Tom started a discussion about online libel and a few others such as Gavin picked up on it and asked:

I think you can claim to be a ‘man of straw’ and inability to pay

Anyone care to give him the good and bad news?

Given the fact that a fairly well known blogger around these parts got a cease and desist letter followed by a summons to the High Court over postings on his blog, I think the emerging Irish bloggersphere needs to realise the rules of this new world we are playing in. We’re free to post what we want but people and companies are also free to sue us over it. Digital Rights Ireland has put together the Digital Rights Ireland Pamphlet on Libel which every blogger, webforum owner, webforum poster and website owner should read and print off and attach to the side of their monitor.
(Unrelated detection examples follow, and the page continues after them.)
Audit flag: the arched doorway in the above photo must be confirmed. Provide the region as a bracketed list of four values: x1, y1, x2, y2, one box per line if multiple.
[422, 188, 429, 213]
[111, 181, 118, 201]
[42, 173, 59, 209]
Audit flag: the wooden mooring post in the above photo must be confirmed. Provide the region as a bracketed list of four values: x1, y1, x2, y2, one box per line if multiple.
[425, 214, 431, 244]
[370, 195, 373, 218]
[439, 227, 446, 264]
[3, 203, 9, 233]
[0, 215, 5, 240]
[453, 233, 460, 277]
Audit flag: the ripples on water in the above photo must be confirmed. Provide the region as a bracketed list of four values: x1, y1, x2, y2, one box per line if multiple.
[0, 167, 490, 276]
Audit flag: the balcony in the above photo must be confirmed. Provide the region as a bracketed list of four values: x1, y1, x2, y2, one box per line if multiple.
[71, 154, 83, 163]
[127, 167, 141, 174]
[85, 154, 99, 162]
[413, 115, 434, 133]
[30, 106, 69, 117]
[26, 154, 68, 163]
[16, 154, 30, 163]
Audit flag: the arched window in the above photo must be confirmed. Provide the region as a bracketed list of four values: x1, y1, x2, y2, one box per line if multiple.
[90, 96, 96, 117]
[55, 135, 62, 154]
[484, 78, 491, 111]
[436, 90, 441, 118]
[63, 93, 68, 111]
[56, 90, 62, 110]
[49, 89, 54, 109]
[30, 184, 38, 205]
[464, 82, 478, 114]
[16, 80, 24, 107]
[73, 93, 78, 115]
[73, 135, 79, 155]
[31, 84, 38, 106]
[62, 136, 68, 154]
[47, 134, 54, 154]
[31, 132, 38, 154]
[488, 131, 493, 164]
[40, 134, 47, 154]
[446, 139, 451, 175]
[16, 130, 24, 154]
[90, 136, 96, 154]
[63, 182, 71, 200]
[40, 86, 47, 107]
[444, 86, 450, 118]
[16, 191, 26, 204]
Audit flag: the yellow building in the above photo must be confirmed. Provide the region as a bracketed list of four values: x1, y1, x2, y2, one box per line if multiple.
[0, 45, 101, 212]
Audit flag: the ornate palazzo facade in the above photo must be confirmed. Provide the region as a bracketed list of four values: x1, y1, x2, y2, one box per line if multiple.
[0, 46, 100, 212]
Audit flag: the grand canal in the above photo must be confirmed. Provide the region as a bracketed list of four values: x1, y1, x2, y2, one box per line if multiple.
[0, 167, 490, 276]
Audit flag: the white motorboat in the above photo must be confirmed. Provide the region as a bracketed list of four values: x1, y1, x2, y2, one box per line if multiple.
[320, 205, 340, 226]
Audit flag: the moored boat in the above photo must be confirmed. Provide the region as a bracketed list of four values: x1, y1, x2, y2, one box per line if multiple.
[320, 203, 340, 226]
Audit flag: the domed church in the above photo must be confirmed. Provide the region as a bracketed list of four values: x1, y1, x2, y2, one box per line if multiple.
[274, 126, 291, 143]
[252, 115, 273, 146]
Now, none of us in the group as far as I know are graphic designers, so if a logo expert or graphic designer would like to take the text and tart it up into a cute and stylish pamphlet then come talk to the DRI group.

2 Responses to “Suing me Suing you, ah hah. Online Free Speech costs more than you think.”

  1. ip says:

    if the posts that tom is talking about are the ones i think they are (and the ones i think they are *are* gone from the relevent blog, but still visible in google cache) then i think it would actually be worth talking specifially about those posts, and not this liberal knee-jerk freedom of speech thing. there was a lot said in those posts that was totally unfair, and many of the comments that that blogger allowed to be published should have been deleted immediately. what’s most funny about this though is the crusading zeal with which everything on the issue was being said at the time, and yet faced with difficulty the blogger meakly caved in. this notion, as per tom’s reported im conversation, that he would have mentioned it if asked about it is a laughable defence for the manner in which the posts were removed. those posts *should* have been removed, but the blogger still clearly feels aggireved, and i doubt if he’s learned a lesson from this. if you *really* want bloggers to learn a lesson from this case, then the specifics of it are, clearly, important, and talking vaguely of freedom of speech is doing the issue a disservice.

  2. Simon McGarr says:

    Some people just can’t see the hammer until it hits them.